Closed aehlke closed 7 months ago
Yes, you can extract an audio track only by passing the video file to AudioTool.convert()
.
AudioTool uses first audio track only and skip any others (the metadata is still copied).
Thank you for confirming!
Is there also a way to extract subtitles? Either as text or image. It looks like the best alternative might be to use ffmpeg from swift for that.
@aehlke, How the subtitles are stored, the metadata track or separate SRT/VTT file?
Ideally I'd support both of them. Looks like ffmpeg can help here with some work to convert non-text subtitle formats to text via selecting/rendering frames and OCRing them
I have no plans in handling all the possible subtitle formats.
@aehlke, You can process video frames to gather subtitles text using CoreML or OCR:
let request = VNRecognizeTextRequest()
CompressionVideoSettings(
frameRate: 16, // lower the frame rate based your use case
edit: [
.process(.pixelBuffer { buffer, _, _, time in
// Run ML intereference
let handler = VNImageRequestHandler(cvPixelBuffer: buffer, options: [:])

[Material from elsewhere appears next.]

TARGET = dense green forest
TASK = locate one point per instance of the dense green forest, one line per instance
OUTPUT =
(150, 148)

try? handler.perform([request])
// TODO: Process results ...
// https://developer.apple.com/documentation/vision/recognizing_text_in_images#3601255
// Pass pixel buffer for writing
return buffer
})
]
)
Is it possible to extract audio data from a video file / container? I'd like to use this to run Whisper transcription on audio tracks to get higher quality captions as text. Thanks
edit:
Would also be great to be able to extract subtitle files too.